Oh, and as for "pliable" I'm not wedded to it; please substitute any word you choose for "doing exactly as she's told."

Aeryl's picture
Submitted by Aeryl on

But you always seems to end up defending it, so what would you call it?

And how exactly do you know she would "do what she's told." Is her timidity so severe, as you imply above, that she has no thought for herself?

For purely strategic reasons, I think her appointment could lead to a few interesting things. If she were to get the appointment, it seems that she could have enemies in both camps, like Hillary. It is entirely probable that CK would get hit with a big double whammy of misogynistic innuendo, and it might finally open some eyes, as to how bad it is for women in this country, as well as the rest of the world.

bringiton's picture
Submitted by bringiton on

When I write here about how things work politically and why politicians are making their decisions, I'm usually just explaining - from my perspective, in my opinion. I don't have to agree with or defend them to explain. Sometimes, as with some actions intended to defeat the Republicans, I do agree with what Democrats have decided from a strategic or tactical standpoint even as I am saddened by the neccessity behind their decisions. Sometimes I think they are actually in the right, and sometimes I think they are in the wrong. What ever, in politics I am all about winning; second place is no place at all.

If Caroline is appointed, and there is a chance she may not be given the size of the unexpected backlash on the Left, she will be handled by the Party leadership like a precious object. Again, not trying to defend that approach but it is IMHO the truth. She'll be mentored and tutored and supported and coached and brought carefully along over months, given slowly increasing media and then public exposure with plenty of carefully crafted upbeat stories. They will take very, very good care of her, and the word will go out to NY Democrats that they had better not mess with Caroline or they will feel more political heat than they can survive. The press love a romantic story, and they will largely treat her with kid gloves and celebration.

Like the rest of her family, Caroline was raised to have a sense of obligation to serve society in return for her socioeconomic blessings. I believe she will see her duty as Senator to do as much good for her constituents as possible and that will come as cash, in bucketsfull, so long as she goes along and gets along. She isn't stupid, she certainly knows that, and she wouldn't be pursuing the office if she hadn't already come to terms with that reality. All in all, it will be good for the people of New York to have a senator who gets the state what ever it needs in the way of money and consideration; on a dollar basis the citizens will get good value from her representation.
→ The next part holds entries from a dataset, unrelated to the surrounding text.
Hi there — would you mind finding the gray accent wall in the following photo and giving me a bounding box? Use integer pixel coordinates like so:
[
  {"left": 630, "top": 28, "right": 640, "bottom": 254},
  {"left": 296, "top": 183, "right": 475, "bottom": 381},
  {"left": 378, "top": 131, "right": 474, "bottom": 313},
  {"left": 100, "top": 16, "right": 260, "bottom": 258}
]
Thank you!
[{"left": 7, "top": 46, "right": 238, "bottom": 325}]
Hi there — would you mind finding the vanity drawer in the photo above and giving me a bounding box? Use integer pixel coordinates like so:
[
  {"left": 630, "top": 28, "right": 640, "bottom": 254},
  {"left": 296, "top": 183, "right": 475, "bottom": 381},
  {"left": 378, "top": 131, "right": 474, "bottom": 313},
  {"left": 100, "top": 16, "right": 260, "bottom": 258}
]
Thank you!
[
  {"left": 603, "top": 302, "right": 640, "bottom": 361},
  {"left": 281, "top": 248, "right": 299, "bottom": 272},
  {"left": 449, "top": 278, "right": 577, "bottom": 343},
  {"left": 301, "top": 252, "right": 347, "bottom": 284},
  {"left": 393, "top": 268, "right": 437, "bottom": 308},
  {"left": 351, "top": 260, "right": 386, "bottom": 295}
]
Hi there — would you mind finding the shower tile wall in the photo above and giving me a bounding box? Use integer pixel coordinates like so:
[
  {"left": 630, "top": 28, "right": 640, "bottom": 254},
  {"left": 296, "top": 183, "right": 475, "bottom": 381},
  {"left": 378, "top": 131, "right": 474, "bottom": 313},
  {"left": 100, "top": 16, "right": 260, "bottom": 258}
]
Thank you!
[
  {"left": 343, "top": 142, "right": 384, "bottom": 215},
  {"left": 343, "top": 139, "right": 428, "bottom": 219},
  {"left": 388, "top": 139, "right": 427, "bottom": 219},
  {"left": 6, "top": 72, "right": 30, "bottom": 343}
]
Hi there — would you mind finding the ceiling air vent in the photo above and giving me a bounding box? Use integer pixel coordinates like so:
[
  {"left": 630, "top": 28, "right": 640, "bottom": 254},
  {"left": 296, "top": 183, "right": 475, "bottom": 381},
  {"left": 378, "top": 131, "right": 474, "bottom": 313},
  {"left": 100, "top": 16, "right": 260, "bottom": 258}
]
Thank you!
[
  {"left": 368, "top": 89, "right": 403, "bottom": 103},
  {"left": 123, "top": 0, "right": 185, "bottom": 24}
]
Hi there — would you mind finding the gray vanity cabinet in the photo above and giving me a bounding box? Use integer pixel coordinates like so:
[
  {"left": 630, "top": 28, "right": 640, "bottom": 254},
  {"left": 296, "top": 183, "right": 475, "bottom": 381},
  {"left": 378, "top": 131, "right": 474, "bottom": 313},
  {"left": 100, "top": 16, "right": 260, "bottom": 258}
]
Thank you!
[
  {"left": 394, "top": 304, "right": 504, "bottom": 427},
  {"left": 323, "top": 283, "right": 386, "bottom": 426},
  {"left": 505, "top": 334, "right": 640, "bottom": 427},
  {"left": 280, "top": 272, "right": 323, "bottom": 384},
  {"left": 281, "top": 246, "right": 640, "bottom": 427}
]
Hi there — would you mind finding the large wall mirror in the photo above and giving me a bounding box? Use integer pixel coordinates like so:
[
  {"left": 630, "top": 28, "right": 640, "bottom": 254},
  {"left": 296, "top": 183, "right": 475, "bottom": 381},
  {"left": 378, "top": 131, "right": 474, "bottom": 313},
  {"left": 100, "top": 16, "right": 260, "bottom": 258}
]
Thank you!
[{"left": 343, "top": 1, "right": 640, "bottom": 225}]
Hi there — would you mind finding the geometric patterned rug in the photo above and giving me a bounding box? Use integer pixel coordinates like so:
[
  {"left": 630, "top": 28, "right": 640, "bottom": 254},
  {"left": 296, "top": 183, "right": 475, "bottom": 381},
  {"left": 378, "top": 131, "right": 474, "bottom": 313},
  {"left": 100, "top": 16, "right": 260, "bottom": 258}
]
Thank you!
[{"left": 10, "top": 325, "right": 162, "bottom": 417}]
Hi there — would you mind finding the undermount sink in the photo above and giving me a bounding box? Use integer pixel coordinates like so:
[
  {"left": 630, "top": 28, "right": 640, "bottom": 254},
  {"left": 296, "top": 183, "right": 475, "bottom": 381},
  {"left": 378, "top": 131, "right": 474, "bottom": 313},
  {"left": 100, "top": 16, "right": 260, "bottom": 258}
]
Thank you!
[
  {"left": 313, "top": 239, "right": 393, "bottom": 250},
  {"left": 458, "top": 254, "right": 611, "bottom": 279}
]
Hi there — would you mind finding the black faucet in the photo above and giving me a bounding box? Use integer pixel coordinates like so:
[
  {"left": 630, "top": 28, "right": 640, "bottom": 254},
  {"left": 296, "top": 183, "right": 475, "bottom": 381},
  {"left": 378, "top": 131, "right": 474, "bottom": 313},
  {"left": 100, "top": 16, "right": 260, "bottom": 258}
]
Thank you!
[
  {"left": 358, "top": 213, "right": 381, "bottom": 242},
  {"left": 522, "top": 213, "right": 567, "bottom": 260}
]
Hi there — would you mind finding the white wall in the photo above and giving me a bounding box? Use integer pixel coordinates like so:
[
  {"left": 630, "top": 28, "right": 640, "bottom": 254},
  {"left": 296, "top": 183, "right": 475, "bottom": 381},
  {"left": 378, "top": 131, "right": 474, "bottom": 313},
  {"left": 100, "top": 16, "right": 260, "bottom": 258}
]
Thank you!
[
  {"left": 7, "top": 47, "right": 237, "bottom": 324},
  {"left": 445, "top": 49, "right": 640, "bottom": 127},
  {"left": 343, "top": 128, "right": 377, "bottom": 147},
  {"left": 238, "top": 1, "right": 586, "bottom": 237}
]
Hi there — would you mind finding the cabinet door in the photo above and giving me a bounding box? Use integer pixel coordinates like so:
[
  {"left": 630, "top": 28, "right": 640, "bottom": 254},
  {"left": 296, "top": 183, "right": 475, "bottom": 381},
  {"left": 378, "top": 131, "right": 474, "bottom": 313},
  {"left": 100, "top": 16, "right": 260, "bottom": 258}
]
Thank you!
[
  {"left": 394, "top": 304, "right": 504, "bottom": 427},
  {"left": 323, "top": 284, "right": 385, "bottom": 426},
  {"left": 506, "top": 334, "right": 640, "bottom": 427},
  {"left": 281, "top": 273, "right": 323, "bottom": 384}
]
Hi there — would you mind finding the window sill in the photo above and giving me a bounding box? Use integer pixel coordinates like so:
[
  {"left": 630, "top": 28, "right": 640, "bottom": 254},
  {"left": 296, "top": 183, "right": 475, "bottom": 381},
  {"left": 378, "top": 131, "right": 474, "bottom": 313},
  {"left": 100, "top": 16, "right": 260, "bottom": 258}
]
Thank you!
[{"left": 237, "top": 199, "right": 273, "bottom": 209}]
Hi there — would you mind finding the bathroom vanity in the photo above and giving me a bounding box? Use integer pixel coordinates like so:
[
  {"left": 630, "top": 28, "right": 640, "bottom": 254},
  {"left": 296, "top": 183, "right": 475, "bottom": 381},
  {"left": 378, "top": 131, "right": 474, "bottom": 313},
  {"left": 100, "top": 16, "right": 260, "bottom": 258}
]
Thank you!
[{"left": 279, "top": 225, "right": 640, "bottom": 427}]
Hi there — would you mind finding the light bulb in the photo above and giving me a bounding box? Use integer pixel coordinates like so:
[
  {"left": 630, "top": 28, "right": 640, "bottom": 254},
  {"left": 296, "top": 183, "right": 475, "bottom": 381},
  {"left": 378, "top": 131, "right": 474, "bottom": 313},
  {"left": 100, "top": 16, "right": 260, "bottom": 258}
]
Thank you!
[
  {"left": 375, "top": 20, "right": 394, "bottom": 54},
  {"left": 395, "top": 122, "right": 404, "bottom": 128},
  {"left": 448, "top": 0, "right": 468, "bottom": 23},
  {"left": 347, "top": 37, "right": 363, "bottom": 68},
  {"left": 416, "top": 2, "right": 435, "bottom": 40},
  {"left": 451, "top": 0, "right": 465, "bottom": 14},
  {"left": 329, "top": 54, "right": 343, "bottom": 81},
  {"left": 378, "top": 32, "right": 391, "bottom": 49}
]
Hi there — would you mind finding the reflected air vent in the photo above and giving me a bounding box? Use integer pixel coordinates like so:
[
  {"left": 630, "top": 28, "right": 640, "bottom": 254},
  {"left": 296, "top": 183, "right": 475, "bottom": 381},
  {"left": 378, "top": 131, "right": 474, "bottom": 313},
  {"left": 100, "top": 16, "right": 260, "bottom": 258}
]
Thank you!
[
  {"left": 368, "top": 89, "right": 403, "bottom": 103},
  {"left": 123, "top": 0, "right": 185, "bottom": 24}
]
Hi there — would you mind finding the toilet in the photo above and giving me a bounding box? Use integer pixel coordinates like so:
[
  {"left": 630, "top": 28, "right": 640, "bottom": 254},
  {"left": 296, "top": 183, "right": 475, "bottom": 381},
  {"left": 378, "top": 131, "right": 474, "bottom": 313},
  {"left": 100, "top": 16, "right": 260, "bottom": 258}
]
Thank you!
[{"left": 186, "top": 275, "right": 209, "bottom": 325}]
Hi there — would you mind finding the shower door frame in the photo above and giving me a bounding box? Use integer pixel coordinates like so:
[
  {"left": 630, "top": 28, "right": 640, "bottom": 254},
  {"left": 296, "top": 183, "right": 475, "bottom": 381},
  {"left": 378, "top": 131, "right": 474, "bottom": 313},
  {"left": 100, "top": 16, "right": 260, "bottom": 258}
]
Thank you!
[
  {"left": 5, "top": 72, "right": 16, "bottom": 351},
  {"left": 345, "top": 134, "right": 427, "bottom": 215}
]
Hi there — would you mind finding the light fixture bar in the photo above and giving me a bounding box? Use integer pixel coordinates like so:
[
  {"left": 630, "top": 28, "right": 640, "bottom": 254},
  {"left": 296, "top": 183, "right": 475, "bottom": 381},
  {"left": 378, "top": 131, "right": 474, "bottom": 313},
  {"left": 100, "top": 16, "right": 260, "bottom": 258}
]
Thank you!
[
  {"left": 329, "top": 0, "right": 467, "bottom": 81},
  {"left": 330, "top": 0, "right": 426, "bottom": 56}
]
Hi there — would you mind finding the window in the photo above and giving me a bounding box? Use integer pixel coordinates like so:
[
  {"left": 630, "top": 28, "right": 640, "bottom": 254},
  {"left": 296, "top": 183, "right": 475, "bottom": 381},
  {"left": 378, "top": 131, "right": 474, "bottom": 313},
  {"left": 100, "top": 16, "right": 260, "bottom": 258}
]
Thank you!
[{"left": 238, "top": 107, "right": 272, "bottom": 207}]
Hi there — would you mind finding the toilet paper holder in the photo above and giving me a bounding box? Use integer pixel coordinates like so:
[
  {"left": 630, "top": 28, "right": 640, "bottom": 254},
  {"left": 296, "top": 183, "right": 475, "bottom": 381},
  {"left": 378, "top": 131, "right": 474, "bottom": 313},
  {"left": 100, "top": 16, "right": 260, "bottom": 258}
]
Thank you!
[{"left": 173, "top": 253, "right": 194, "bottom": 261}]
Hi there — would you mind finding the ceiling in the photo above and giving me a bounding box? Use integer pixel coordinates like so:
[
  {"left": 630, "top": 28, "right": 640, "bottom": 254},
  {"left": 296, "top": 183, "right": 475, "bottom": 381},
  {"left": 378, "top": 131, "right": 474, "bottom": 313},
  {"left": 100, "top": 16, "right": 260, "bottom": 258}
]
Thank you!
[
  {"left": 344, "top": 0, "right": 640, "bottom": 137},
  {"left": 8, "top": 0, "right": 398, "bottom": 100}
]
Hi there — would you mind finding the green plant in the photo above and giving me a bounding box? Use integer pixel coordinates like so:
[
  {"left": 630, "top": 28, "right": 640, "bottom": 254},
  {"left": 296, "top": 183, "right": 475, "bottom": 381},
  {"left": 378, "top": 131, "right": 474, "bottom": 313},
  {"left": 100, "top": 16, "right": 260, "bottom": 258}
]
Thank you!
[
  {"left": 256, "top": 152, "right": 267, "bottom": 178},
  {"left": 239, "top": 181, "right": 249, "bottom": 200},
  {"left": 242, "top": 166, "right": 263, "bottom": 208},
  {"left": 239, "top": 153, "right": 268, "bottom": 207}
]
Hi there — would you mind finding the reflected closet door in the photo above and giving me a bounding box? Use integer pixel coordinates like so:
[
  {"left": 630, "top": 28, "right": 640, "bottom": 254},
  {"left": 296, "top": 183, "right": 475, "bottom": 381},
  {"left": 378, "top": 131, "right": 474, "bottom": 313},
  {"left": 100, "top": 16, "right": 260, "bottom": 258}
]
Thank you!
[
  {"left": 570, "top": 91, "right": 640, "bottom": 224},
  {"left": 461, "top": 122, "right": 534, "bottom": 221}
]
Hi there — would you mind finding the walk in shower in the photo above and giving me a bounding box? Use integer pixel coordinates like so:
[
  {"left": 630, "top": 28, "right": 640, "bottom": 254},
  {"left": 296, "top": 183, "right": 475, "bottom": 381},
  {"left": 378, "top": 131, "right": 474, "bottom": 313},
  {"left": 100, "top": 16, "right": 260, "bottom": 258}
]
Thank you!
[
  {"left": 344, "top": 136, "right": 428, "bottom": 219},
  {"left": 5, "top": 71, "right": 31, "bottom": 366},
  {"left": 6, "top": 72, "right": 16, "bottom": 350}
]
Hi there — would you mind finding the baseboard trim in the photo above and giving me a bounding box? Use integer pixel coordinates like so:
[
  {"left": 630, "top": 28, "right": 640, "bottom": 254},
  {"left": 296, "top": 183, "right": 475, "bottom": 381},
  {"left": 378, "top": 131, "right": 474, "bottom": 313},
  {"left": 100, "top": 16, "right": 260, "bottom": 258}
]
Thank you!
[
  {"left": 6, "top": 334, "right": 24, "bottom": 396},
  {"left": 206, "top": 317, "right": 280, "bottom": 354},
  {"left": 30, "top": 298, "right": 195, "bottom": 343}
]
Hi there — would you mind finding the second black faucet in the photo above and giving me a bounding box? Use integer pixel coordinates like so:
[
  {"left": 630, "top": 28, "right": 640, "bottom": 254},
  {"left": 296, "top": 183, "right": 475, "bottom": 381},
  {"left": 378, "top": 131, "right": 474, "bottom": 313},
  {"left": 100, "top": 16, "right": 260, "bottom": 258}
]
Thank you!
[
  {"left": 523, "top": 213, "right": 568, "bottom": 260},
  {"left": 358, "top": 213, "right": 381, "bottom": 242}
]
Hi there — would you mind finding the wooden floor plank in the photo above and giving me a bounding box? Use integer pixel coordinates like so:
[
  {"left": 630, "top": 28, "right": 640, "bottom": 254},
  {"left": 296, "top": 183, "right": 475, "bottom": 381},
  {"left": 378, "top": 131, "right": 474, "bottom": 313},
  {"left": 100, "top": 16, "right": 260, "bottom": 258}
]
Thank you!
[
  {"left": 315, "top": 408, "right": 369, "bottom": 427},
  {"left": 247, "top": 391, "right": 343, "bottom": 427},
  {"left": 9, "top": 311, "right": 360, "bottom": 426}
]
She is a very shy and naturally retiring person, and I was pleasantly surprised to see her step into the limelight with Obama. I think it is very good for her to get outside her protective shell and stretch her wings, but I don't see her being bold enough to make any sort of fuss. She abhors confrontation, doesn't like to argue, and would rather walk away from conflict than confront it. That doesn't mean she won't be effective as an advocate for New York, but it does mean she likely won't be any sort of thorn in the side of the Dem leadership - which suits them just fine.

Could be wrong, maybe she'll surprise me, get the hang of this speaking up thing and really become a powerful independent voice. Be absolutely delightful if she would because she is a strong believer in equal civil rights, universal quality education, universal health care as a right, and equality under the law in general. We can use as many of those sorts of people as we can get, what ever their names might be.